Breakouts, Swing Trades, and Trend Positions
by Richard Cox
Most traders tend to identify with a single strategy because this makes it easier to approach the market on a daily basis. Three of the most common approaches can be seen in Breakouts, Trends, and Swing trading. Here, we will look at some of the virtues of each approach.
Trend trading is perhaps the most common trading system in technical analysis. In an uptrend, we are looking for a series of higher highs and higher lows. These conditions are then used as the basis for long (bullish) positions. Conversely, in a downtrend, we are
looking for a series of lower highs and lower lows. These conditions are then used as the basis for short (bearish) positions. It can be easy to spot trends, and their reversals (such as when trend lines break). Because of the simplicity of these systems, trend trading is generally ideal for newer traders. This is why one of the market’s most famous maxims is: “The trend is your friend, ride it until the end.”
Breakout trades are generally taken when a major level of resistance or support is broken. Once a major range is plotted on your chart, watch for prices to violate that range to the upside before taking long positions, or to the short side for short positions. Additional confirmation for these strategies that can be used, as well: “Traders using a breakout strategy will be able to turn the odds in their favor.” said Haris Constantinou, currency analyst at TeleTrade, “by using indicator readings (such as overbought or oversold positions) to confirm the initial bias.” Money management strategies are then implemented in order to maximize gains and limit
losses.

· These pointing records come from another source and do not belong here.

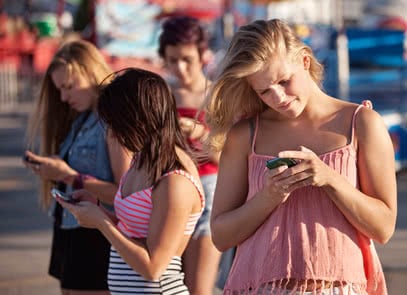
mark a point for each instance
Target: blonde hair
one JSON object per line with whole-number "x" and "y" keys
{"x": 231, "y": 98}
{"x": 52, "y": 118}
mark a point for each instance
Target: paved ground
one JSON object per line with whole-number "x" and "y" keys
{"x": 25, "y": 230}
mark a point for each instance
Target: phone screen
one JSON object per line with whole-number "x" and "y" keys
{"x": 277, "y": 162}
{"x": 29, "y": 160}
{"x": 58, "y": 194}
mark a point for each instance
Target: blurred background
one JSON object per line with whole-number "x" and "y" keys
{"x": 362, "y": 43}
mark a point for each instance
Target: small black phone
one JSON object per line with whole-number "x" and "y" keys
{"x": 29, "y": 160}
{"x": 277, "y": 162}
{"x": 58, "y": 194}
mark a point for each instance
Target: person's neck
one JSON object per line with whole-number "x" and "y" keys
{"x": 198, "y": 85}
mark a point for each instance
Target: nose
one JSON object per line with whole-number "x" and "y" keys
{"x": 64, "y": 95}
{"x": 180, "y": 67}
{"x": 278, "y": 93}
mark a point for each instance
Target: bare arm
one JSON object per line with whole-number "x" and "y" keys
{"x": 372, "y": 210}
{"x": 55, "y": 169}
{"x": 173, "y": 201}
{"x": 233, "y": 219}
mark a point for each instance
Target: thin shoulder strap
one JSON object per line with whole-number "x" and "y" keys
{"x": 253, "y": 130}
{"x": 354, "y": 121}
{"x": 188, "y": 176}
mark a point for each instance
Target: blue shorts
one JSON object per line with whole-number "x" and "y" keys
{"x": 203, "y": 225}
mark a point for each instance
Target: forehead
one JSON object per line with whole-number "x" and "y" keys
{"x": 181, "y": 50}
{"x": 60, "y": 76}
{"x": 271, "y": 73}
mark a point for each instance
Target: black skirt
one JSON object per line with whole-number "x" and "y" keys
{"x": 79, "y": 258}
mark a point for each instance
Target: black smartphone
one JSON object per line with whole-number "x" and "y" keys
{"x": 276, "y": 162}
{"x": 58, "y": 194}
{"x": 29, "y": 160}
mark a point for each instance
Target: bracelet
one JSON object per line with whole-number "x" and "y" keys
{"x": 79, "y": 179}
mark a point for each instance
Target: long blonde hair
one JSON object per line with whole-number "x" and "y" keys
{"x": 231, "y": 98}
{"x": 52, "y": 118}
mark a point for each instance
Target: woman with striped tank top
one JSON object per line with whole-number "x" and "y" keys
{"x": 307, "y": 228}
{"x": 159, "y": 199}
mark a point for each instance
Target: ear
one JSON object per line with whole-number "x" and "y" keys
{"x": 306, "y": 61}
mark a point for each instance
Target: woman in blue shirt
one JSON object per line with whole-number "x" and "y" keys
{"x": 76, "y": 151}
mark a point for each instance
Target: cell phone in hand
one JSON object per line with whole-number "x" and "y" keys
{"x": 58, "y": 194}
{"x": 277, "y": 162}
{"x": 29, "y": 160}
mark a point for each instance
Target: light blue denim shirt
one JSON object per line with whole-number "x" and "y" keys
{"x": 87, "y": 153}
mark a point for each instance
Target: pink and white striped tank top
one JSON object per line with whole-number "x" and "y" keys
{"x": 134, "y": 210}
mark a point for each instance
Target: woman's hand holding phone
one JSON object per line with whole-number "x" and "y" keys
{"x": 86, "y": 209}
{"x": 50, "y": 168}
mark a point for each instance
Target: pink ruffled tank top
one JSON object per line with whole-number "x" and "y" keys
{"x": 307, "y": 238}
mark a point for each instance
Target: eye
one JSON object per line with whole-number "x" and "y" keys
{"x": 187, "y": 60}
{"x": 172, "y": 61}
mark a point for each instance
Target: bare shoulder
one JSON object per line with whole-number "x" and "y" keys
{"x": 240, "y": 132}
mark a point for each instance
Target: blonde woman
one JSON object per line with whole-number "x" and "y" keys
{"x": 75, "y": 152}
{"x": 307, "y": 228}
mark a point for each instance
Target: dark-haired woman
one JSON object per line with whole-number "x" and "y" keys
{"x": 159, "y": 199}
{"x": 183, "y": 45}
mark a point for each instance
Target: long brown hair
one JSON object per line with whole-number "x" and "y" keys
{"x": 52, "y": 118}
{"x": 140, "y": 110}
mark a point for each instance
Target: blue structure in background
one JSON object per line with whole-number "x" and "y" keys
{"x": 377, "y": 72}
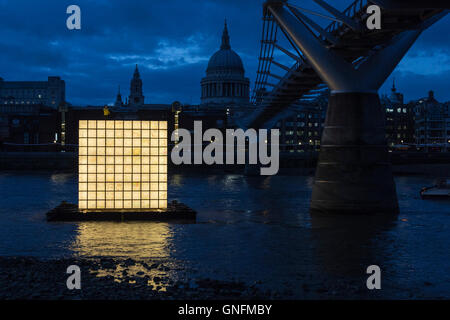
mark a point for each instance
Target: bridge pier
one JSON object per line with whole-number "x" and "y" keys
{"x": 354, "y": 173}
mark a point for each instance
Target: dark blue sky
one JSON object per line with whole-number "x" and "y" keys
{"x": 171, "y": 40}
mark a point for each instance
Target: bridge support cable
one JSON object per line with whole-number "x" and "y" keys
{"x": 349, "y": 22}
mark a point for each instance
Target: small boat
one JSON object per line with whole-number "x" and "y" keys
{"x": 441, "y": 190}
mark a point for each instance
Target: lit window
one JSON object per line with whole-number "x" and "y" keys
{"x": 122, "y": 165}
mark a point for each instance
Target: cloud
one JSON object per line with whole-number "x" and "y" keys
{"x": 171, "y": 40}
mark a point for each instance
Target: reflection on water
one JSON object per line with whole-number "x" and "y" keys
{"x": 135, "y": 240}
{"x": 346, "y": 245}
{"x": 139, "y": 241}
{"x": 248, "y": 228}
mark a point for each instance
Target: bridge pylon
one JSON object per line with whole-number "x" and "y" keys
{"x": 353, "y": 174}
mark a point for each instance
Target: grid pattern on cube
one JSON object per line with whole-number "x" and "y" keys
{"x": 122, "y": 165}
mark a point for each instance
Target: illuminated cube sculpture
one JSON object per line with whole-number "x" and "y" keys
{"x": 122, "y": 165}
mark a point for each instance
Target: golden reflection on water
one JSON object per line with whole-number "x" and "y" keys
{"x": 146, "y": 243}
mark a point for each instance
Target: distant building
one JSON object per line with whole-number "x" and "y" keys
{"x": 432, "y": 124}
{"x": 28, "y": 124}
{"x": 225, "y": 82}
{"x": 301, "y": 131}
{"x": 400, "y": 128}
{"x": 49, "y": 93}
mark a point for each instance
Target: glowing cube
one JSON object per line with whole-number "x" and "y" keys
{"x": 122, "y": 165}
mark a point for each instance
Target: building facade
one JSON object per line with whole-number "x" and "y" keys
{"x": 50, "y": 93}
{"x": 400, "y": 126}
{"x": 432, "y": 121}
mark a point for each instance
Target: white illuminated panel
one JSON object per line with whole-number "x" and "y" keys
{"x": 122, "y": 165}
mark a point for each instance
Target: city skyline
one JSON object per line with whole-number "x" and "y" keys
{"x": 115, "y": 36}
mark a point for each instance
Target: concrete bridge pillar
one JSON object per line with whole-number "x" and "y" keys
{"x": 353, "y": 173}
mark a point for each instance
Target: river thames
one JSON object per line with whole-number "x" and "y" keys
{"x": 249, "y": 229}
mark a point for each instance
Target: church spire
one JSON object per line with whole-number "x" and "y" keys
{"x": 136, "y": 97}
{"x": 225, "y": 38}
{"x": 119, "y": 102}
{"x": 136, "y": 73}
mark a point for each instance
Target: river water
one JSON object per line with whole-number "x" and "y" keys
{"x": 247, "y": 228}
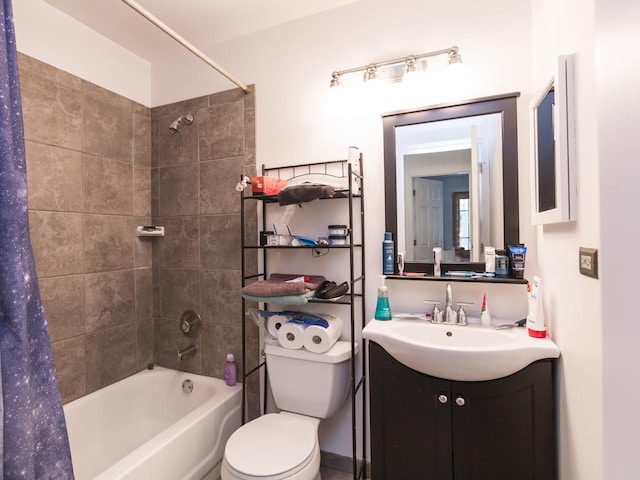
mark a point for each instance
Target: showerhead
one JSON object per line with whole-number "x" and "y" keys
{"x": 176, "y": 125}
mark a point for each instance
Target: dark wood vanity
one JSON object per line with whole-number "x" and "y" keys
{"x": 429, "y": 428}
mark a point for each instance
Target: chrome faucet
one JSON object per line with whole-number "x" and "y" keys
{"x": 186, "y": 353}
{"x": 450, "y": 315}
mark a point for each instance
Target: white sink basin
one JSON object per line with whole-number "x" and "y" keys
{"x": 454, "y": 352}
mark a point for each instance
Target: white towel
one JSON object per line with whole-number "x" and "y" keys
{"x": 291, "y": 335}
{"x": 319, "y": 339}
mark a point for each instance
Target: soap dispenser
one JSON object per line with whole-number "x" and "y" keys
{"x": 383, "y": 311}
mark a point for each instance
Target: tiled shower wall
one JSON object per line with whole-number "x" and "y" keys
{"x": 93, "y": 167}
{"x": 197, "y": 264}
{"x": 88, "y": 171}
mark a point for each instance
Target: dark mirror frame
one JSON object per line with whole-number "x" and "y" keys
{"x": 503, "y": 104}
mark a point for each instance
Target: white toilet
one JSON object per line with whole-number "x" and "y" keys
{"x": 307, "y": 387}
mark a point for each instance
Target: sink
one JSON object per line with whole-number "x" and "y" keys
{"x": 454, "y": 352}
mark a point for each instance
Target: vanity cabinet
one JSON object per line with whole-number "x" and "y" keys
{"x": 424, "y": 427}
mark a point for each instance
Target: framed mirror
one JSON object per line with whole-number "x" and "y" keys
{"x": 451, "y": 180}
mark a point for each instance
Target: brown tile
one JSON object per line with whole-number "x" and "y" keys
{"x": 54, "y": 178}
{"x": 108, "y": 186}
{"x": 221, "y": 299}
{"x": 142, "y": 135}
{"x": 179, "y": 291}
{"x": 221, "y": 131}
{"x": 220, "y": 242}
{"x": 69, "y": 359}
{"x": 108, "y": 243}
{"x": 217, "y": 342}
{"x": 155, "y": 191}
{"x": 180, "y": 246}
{"x": 179, "y": 108}
{"x": 111, "y": 355}
{"x": 170, "y": 340}
{"x": 107, "y": 129}
{"x": 178, "y": 190}
{"x": 52, "y": 112}
{"x": 218, "y": 180}
{"x": 141, "y": 190}
{"x": 145, "y": 339}
{"x": 57, "y": 242}
{"x": 63, "y": 302}
{"x": 144, "y": 293}
{"x": 250, "y": 136}
{"x": 109, "y": 299}
{"x": 174, "y": 148}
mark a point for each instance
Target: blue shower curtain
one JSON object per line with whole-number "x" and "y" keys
{"x": 34, "y": 438}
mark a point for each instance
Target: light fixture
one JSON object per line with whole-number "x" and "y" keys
{"x": 399, "y": 68}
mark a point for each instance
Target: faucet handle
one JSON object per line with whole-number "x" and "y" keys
{"x": 436, "y": 313}
{"x": 462, "y": 315}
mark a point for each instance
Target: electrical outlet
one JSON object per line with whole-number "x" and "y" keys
{"x": 588, "y": 261}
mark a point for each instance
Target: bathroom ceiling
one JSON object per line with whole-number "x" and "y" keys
{"x": 204, "y": 23}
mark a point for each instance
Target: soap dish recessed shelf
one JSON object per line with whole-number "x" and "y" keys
{"x": 149, "y": 231}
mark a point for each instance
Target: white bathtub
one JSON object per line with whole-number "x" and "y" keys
{"x": 147, "y": 427}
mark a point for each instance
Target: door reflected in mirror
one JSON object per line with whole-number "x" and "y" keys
{"x": 450, "y": 176}
{"x": 451, "y": 180}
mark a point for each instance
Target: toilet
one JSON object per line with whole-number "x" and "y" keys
{"x": 306, "y": 387}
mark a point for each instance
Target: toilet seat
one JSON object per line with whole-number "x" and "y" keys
{"x": 273, "y": 446}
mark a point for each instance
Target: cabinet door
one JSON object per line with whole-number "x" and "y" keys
{"x": 504, "y": 429}
{"x": 410, "y": 421}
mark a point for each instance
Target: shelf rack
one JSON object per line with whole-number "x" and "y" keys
{"x": 355, "y": 296}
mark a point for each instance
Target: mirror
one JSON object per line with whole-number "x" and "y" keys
{"x": 451, "y": 180}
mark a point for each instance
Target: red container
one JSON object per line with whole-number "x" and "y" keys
{"x": 267, "y": 185}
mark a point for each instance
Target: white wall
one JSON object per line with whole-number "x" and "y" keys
{"x": 507, "y": 46}
{"x": 291, "y": 67}
{"x": 53, "y": 37}
{"x": 572, "y": 302}
{"x": 618, "y": 109}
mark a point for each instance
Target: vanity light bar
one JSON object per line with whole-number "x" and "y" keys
{"x": 409, "y": 62}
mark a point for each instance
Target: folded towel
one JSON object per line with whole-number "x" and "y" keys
{"x": 280, "y": 284}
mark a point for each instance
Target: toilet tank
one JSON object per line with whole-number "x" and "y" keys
{"x": 314, "y": 384}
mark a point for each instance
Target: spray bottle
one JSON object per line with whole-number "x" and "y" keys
{"x": 485, "y": 316}
{"x": 383, "y": 311}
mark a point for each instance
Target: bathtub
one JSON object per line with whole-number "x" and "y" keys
{"x": 147, "y": 427}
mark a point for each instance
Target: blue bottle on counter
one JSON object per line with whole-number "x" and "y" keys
{"x": 388, "y": 264}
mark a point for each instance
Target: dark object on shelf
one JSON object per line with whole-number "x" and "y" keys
{"x": 304, "y": 193}
{"x": 329, "y": 289}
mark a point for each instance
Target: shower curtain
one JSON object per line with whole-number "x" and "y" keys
{"x": 33, "y": 440}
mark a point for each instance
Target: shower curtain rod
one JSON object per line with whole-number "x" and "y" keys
{"x": 181, "y": 40}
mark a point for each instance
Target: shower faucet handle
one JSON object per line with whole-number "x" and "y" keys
{"x": 190, "y": 323}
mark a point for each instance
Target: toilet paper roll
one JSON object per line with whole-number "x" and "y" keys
{"x": 319, "y": 339}
{"x": 291, "y": 335}
{"x": 274, "y": 322}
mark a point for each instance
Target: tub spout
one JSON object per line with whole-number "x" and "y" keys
{"x": 186, "y": 353}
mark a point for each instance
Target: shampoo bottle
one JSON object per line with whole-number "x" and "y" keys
{"x": 388, "y": 257}
{"x": 230, "y": 373}
{"x": 383, "y": 311}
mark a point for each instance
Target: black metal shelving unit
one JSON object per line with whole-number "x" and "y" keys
{"x": 354, "y": 298}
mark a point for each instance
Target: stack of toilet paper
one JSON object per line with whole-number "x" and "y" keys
{"x": 317, "y": 336}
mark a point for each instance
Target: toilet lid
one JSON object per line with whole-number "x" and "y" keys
{"x": 271, "y": 445}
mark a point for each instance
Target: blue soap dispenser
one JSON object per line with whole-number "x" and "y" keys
{"x": 383, "y": 311}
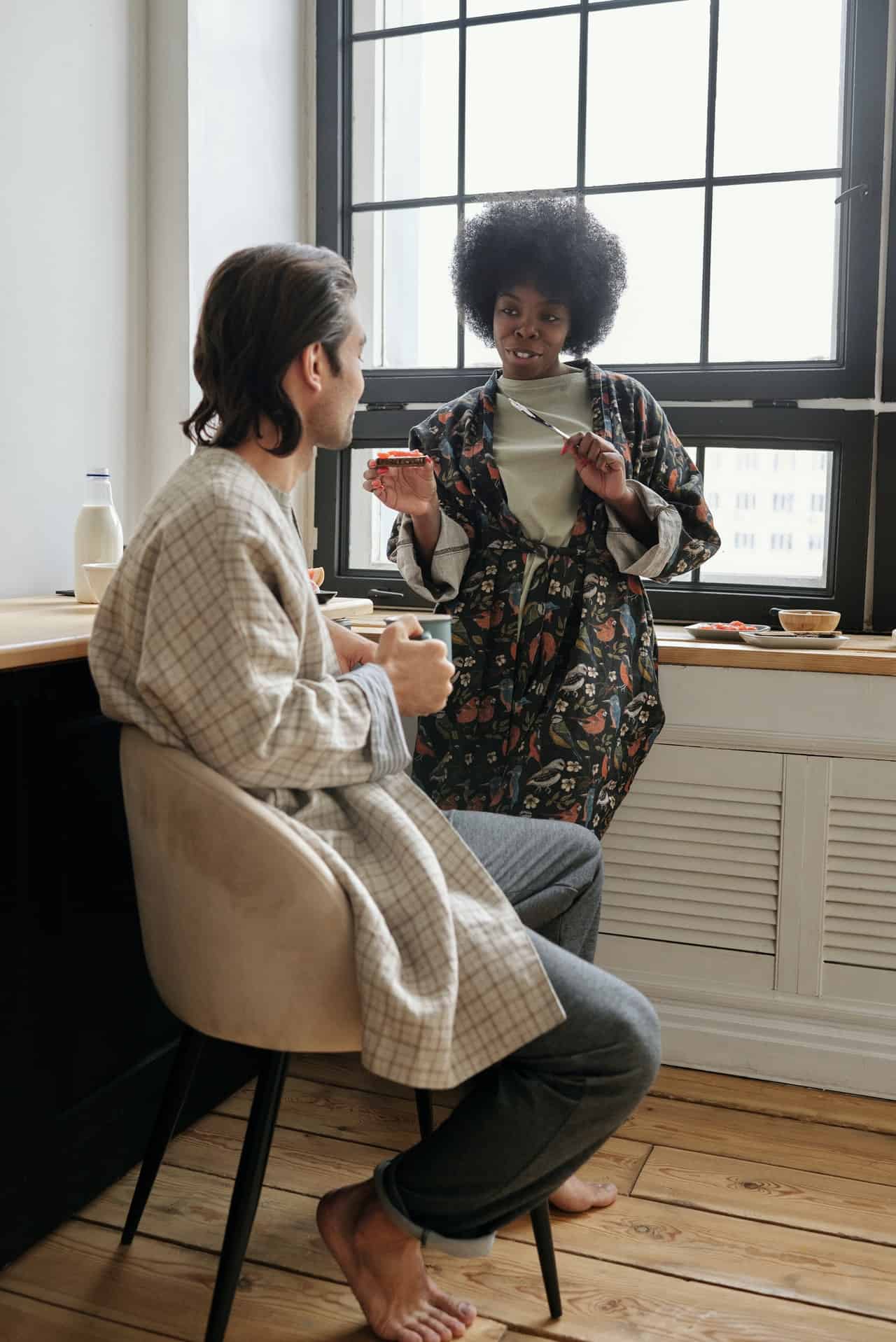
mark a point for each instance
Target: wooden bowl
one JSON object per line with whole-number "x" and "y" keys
{"x": 809, "y": 622}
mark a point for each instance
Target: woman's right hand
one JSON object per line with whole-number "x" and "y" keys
{"x": 404, "y": 489}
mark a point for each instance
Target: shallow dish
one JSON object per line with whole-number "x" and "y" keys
{"x": 794, "y": 641}
{"x": 706, "y": 631}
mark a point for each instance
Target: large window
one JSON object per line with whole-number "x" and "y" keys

Over the longer term, breakout strategies can be a highly effective way of identifying solid trading entries that are easy to visualize on your trading charts.
Swing trades can offer investors a key alternative strategy when other types of strategies (such as a breakout approach) are not appropriate given the state of market conditions. In these cases, switching an approach to an alternative method (such as a swing trade) can give traders some additional flexibility that can be adapted to the current market conditions. One similar element that should be clear in both of these strategies, however, is that they are primarily technical in nature and rely mostly of chart formations and price behavior. In Swing trades, we are able to capitalize on retracements in a larger trend. In this respect, Swing trading offers something like a “middle ground” between Trend trading and Breakouts. This is because Swing trades are able to capitalize on the underlying momentum of the trend but at better prices than in Breakout trading. So, when looking to determine your preferred trading strategy, it is important to consider all available options. There is truly something in the technical analysis “playbook” for everyone.